Cousteau's famous research ship, the _Calypso_, is now in Greek waters,
but the days of treasure hunts and archaeological discoveries are,
alas, over, and Cousteau's whole research programme is devoted to
scientific work.  But whatever he touches he infects with so much
brilliance and enthusiasm that a morning spent in his company is a
wonderful refreshment for the spirit--particularly when it is jaded by
the life of too many cities, however thrilling, in too short a time.

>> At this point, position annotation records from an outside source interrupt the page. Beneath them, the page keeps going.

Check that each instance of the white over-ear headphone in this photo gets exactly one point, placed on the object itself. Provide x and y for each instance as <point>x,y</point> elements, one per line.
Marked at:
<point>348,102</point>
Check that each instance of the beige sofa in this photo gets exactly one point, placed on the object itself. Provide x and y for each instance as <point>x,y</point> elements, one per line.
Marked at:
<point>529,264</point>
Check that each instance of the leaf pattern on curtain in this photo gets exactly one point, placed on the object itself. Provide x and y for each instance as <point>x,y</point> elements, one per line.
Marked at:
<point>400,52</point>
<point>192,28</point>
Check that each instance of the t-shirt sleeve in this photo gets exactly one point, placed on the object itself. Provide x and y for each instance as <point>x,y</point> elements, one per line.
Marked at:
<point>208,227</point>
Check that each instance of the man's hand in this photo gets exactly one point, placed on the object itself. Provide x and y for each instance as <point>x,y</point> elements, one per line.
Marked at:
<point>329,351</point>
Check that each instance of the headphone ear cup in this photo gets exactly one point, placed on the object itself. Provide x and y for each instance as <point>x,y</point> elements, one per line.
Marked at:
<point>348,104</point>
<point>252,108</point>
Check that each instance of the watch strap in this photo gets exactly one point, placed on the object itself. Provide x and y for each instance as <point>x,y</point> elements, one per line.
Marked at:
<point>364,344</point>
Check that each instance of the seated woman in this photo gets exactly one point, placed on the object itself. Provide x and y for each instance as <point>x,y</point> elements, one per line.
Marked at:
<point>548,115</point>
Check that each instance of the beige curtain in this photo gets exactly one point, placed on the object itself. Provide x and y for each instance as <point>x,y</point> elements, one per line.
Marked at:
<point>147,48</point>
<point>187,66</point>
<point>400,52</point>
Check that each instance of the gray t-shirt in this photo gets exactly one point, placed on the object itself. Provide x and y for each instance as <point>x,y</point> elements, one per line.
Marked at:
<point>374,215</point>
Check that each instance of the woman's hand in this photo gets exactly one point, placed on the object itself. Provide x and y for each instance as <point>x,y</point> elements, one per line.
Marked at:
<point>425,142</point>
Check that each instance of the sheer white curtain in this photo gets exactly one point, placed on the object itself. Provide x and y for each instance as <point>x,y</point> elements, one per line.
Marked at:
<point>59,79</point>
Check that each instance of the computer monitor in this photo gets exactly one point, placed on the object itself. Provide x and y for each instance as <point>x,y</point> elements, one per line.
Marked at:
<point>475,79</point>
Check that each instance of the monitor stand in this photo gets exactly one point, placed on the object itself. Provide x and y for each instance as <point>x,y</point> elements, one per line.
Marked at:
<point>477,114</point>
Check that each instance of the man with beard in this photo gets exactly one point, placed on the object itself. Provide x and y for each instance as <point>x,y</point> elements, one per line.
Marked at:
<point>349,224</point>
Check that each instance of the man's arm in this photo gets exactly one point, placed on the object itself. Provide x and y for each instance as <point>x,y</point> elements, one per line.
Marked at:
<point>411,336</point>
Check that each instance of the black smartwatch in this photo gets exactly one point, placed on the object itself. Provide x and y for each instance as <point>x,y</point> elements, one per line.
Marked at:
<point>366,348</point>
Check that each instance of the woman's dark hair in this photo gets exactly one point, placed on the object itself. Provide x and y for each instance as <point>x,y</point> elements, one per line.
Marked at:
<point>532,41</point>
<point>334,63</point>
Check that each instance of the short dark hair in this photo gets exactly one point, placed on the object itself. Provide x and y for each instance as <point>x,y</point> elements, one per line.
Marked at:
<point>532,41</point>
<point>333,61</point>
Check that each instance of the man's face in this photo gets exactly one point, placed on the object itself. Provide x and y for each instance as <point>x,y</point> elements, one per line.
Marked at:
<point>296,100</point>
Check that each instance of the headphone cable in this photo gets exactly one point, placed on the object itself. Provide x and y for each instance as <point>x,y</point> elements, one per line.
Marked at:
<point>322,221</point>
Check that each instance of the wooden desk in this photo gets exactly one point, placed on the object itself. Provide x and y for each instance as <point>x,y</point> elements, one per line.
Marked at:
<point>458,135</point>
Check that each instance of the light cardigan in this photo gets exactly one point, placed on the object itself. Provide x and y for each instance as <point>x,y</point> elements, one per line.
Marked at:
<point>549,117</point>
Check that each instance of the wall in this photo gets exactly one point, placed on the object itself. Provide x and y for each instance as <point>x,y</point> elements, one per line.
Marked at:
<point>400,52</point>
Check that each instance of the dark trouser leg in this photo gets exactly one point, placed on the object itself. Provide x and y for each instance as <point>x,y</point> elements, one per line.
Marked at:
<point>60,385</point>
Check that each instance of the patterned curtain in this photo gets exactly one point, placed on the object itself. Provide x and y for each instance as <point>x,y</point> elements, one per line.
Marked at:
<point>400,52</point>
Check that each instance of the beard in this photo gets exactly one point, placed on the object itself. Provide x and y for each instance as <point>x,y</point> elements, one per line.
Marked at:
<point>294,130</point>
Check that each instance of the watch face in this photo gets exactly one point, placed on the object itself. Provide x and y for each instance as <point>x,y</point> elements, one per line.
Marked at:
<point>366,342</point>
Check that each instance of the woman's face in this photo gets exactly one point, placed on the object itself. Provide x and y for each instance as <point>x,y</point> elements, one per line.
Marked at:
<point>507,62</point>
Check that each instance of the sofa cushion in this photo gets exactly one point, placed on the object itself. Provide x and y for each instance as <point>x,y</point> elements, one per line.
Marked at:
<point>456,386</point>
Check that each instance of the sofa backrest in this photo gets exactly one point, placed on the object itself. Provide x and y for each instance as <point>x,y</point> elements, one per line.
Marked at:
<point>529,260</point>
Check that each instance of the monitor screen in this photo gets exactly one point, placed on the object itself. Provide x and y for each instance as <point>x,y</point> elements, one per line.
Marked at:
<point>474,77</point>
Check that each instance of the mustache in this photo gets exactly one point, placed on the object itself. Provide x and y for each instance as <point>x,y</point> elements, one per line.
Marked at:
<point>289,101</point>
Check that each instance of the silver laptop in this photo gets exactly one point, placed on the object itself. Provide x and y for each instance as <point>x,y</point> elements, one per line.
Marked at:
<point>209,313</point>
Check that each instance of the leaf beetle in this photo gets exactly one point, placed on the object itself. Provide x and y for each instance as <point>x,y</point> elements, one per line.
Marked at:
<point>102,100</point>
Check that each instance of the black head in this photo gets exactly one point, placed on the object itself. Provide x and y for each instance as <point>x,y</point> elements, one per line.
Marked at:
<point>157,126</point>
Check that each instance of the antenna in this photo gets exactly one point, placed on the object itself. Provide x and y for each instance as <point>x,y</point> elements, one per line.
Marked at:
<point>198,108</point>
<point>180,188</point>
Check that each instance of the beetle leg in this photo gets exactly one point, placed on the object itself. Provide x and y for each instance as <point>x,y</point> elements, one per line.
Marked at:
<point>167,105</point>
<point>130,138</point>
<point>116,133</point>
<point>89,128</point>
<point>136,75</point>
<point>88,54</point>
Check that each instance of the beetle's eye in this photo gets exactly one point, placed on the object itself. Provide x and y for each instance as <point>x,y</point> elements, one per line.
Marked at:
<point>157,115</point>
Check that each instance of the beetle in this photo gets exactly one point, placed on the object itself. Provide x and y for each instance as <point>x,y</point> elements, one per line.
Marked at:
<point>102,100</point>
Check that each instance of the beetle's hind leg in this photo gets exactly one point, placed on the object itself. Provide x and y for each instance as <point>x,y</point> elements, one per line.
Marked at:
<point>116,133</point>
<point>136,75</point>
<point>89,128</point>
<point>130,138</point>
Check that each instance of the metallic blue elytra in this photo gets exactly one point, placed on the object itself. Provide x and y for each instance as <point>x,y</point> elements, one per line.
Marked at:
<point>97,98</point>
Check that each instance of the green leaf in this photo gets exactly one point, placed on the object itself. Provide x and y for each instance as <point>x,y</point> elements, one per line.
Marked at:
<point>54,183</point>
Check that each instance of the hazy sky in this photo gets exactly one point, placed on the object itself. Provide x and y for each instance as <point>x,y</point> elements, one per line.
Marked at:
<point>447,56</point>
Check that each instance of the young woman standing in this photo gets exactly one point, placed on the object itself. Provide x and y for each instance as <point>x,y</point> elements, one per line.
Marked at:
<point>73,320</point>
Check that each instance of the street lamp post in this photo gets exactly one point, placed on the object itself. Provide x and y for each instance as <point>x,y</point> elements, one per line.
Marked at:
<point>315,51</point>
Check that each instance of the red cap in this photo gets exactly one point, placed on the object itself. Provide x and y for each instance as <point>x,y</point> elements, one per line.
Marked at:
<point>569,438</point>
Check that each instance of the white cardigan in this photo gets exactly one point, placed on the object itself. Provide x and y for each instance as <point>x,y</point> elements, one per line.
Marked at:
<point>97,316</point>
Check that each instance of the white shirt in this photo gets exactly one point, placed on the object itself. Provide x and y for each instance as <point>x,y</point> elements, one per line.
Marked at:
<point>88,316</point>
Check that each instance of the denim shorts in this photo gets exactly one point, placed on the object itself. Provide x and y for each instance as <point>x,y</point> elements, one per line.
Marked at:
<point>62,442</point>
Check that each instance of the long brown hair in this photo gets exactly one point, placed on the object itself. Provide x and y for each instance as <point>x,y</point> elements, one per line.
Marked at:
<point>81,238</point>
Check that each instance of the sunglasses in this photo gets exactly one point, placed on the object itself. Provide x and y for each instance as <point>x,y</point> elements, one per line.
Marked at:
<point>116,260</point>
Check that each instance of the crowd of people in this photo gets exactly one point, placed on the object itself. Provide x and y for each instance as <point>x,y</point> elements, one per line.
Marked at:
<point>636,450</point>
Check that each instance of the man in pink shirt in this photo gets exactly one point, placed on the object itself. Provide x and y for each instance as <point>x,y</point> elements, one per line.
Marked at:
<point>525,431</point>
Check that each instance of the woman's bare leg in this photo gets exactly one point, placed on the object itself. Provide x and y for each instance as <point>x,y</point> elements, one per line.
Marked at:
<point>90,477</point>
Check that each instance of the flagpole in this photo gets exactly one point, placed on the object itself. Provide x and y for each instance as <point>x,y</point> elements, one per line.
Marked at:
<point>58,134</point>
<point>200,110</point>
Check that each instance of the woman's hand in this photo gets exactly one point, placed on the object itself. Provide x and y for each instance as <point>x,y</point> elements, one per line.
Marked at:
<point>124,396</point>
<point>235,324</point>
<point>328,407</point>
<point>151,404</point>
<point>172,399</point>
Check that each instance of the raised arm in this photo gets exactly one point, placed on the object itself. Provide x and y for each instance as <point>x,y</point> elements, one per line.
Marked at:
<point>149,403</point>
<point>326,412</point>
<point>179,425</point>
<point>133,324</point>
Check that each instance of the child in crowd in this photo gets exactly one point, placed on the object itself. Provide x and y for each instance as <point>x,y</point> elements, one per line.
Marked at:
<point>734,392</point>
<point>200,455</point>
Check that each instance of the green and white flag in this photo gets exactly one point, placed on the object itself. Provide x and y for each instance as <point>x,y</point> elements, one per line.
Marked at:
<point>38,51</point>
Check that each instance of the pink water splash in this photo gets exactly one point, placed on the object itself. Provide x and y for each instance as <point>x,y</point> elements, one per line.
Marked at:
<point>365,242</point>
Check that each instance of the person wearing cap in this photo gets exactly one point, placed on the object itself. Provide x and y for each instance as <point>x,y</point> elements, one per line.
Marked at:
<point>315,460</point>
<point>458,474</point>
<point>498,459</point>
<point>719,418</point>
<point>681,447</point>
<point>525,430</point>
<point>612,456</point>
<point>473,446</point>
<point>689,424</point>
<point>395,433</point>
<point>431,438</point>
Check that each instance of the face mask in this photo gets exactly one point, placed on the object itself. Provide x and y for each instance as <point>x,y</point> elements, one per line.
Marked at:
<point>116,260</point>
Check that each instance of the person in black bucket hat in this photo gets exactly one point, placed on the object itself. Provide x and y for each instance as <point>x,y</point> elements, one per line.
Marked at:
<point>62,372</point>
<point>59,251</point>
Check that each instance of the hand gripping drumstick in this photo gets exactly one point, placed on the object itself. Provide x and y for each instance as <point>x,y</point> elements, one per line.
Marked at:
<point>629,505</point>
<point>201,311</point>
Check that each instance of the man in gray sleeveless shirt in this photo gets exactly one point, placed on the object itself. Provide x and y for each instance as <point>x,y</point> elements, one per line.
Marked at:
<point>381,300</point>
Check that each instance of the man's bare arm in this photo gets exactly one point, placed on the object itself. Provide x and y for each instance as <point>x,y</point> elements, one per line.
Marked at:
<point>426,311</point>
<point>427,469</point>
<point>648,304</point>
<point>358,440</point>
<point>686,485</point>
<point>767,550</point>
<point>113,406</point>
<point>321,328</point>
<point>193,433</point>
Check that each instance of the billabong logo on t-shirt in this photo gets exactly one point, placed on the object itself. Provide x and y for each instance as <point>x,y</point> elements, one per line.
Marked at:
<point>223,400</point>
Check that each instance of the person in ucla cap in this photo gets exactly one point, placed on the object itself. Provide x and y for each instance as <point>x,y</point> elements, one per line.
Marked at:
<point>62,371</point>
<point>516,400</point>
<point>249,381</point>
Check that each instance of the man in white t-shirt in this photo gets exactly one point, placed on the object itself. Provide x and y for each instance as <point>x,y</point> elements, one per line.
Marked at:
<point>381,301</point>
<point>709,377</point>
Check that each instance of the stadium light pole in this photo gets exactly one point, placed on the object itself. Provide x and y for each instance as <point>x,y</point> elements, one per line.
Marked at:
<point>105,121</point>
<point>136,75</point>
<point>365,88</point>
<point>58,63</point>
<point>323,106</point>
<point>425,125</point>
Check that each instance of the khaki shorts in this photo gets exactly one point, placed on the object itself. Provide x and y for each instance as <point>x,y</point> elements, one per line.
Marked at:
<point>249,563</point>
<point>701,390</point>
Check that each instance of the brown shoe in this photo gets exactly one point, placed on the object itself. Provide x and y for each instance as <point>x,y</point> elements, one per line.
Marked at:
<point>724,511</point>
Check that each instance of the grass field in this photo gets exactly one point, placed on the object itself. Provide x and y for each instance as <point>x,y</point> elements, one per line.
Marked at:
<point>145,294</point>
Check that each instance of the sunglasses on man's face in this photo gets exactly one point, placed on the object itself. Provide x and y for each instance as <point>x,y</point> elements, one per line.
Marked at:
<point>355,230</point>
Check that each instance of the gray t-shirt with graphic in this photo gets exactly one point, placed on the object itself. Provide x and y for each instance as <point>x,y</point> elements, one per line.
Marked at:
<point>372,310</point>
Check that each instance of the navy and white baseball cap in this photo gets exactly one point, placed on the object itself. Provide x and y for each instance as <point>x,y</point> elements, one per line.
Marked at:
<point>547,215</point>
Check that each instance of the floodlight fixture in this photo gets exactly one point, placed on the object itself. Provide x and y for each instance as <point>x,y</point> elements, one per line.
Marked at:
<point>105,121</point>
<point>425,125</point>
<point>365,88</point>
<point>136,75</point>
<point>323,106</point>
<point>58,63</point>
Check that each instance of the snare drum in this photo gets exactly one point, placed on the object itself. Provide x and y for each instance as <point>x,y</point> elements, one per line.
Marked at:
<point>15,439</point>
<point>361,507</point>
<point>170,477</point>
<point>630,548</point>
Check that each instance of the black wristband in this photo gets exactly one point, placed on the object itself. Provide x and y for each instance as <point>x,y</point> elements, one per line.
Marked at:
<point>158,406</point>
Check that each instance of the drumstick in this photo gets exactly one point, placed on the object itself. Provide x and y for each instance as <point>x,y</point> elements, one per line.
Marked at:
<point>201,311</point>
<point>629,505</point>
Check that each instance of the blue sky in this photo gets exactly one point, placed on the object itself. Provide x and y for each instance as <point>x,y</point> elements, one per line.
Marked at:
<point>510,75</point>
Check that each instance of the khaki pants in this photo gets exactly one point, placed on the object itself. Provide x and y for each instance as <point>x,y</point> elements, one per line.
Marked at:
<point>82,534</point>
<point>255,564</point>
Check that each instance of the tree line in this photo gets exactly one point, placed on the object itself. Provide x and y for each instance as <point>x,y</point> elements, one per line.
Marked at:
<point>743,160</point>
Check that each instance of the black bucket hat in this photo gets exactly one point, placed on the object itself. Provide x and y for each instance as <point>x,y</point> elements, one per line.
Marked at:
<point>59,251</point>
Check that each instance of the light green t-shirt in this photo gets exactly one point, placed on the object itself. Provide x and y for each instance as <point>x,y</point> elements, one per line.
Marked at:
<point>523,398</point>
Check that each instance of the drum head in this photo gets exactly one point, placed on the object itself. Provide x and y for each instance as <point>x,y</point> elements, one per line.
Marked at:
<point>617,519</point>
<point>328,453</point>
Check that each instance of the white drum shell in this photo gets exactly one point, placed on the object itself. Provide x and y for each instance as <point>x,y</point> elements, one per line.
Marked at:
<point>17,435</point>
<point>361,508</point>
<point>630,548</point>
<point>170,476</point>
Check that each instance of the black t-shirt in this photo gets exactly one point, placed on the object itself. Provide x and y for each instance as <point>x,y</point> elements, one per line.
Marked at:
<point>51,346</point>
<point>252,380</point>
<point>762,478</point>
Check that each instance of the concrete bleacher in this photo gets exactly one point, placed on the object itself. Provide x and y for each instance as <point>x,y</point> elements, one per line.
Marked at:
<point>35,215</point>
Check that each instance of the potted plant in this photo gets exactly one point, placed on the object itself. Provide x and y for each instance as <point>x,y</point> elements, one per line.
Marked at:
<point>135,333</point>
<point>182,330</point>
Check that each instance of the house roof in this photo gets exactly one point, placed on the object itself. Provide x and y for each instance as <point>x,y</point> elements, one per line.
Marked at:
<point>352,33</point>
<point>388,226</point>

And then it was time to take off on the last lap along the screaming
hubbub of the Cte d'Azur, up through the olive groves of Provence, and
the mysterious maze of the Auvergne, to the soft Loire.  Then the long
straight hack across north-west France to the bustling little aerodrome
of Le Touquet.

One last delicious meal at the airport restaurant (five stars in my
personal good-food guide), the pangs of jealousy as the other cars come
off the planes to begin their holidays, and then the melancholy flight
back across the Channel.  How many excitements and alarums, how many
narrow squeaks, how many thrilling sights and sounds in those six
weeks!  What fun it all was!  What fun 'abroad' will always be!